With regards the refugee agency, the Assembly noted concerns raised by auditors regarding finances administered by the UNHCR, which had not received third-party audit certificates from several implementing partners. The amount not certified totalled $252 million.
In other action, the Assembly took note of appointments, made by the General Assembly President on the recommendation of the African States Group, Eastern European States Group and Western European and Other States Group, respectively, of Czech Republic, Egypt and Sweden to the Consultative Committee of the United Nations Development Fund for Women (UNIFEM), which considers policy matters related to the Fund. Those countries will serve for a three-year term of office beginning on 1 January 2010, to fill three remaining vacancies.

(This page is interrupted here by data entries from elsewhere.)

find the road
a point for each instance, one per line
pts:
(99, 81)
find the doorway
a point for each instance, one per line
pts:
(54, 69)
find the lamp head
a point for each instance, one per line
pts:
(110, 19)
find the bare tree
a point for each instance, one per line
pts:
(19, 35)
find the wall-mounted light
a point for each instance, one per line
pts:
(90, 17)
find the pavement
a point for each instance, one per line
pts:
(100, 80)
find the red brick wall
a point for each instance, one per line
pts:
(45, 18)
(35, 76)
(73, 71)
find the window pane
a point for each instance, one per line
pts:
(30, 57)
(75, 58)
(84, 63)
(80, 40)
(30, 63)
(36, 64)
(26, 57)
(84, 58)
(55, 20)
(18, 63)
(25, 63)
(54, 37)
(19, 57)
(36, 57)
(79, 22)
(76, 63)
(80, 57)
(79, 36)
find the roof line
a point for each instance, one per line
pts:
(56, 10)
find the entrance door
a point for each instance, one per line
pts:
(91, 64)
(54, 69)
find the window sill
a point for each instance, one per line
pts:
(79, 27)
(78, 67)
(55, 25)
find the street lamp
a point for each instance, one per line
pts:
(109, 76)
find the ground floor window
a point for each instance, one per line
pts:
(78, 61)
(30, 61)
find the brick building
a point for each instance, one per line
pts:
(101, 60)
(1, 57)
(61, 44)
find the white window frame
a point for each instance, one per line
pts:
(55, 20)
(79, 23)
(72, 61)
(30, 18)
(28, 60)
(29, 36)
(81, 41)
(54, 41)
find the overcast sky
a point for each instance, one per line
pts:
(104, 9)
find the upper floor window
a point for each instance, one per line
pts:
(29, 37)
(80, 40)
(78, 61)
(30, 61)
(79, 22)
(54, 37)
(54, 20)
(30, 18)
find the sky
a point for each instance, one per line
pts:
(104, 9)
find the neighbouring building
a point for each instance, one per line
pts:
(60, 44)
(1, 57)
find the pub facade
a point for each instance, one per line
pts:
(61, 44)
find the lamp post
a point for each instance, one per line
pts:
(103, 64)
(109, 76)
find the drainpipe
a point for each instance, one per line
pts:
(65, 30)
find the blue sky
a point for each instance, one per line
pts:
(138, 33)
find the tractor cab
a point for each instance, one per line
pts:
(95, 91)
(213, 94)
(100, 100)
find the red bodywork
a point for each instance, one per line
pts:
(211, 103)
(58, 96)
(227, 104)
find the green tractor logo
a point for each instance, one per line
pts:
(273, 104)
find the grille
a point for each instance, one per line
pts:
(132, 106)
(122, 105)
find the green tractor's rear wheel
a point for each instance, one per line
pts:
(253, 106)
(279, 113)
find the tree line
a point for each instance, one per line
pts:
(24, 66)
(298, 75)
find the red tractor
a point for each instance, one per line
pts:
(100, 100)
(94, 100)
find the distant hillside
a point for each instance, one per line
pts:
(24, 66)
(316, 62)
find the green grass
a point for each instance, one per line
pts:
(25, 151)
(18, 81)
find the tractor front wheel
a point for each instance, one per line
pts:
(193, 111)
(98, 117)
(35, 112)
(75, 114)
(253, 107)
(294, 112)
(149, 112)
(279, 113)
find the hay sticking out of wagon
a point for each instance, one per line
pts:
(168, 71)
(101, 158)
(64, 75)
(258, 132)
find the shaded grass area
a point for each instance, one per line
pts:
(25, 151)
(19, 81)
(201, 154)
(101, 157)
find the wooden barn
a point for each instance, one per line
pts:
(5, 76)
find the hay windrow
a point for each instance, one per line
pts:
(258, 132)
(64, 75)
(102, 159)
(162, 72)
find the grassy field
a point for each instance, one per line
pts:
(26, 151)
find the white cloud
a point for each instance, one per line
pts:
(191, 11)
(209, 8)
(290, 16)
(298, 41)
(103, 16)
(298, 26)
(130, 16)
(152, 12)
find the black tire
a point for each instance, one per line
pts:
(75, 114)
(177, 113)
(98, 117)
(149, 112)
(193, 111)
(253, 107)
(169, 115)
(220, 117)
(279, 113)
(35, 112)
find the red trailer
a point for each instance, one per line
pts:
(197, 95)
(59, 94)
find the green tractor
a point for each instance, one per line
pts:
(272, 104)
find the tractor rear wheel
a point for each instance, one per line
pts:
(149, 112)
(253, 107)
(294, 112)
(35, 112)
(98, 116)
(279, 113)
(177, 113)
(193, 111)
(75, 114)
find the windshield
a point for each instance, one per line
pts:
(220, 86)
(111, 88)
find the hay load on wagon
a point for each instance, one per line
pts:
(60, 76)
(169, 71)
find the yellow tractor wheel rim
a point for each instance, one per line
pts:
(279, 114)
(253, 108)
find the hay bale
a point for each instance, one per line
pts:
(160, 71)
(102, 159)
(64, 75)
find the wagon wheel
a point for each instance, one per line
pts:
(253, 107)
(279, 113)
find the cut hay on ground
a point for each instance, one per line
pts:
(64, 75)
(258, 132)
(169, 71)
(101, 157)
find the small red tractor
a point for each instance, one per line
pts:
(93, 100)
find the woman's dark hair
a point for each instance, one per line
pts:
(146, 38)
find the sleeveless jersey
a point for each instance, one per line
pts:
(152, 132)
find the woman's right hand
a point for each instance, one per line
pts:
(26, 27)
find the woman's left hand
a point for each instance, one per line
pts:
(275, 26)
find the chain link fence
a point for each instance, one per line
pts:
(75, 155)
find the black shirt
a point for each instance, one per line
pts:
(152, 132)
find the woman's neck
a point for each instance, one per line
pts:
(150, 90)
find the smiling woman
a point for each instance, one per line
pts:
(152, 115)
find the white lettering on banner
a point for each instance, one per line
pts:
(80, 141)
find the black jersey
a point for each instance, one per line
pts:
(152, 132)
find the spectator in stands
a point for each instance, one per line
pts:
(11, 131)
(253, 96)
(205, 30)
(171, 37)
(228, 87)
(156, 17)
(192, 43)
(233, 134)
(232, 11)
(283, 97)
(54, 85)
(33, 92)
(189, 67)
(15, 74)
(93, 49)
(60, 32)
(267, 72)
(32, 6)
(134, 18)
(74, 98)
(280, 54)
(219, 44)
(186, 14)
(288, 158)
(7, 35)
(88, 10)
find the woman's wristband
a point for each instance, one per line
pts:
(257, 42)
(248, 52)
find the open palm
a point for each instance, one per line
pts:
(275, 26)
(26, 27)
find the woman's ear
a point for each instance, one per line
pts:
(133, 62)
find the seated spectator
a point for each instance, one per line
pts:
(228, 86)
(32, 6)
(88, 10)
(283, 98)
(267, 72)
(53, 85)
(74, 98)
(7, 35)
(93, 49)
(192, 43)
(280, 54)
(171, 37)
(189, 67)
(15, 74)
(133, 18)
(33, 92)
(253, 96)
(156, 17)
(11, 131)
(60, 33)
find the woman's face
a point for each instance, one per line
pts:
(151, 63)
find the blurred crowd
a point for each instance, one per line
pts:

Further, the General Assembly elected by acclamation Czech Republic as a member of the Organizational Committee of the Peacebuilding Commission for two-year term beginning on 1 January 2010. It also elected by secret ballot Peru to a term of the same duration.
In final action, the Assembly decided to extend the work of its Fifth Committee until Wednesday, 23 December.
The General Assembly will reconvene at a time to be announced on Wednesday, 23 December, to take up the remaining reports of its Fifth Committee.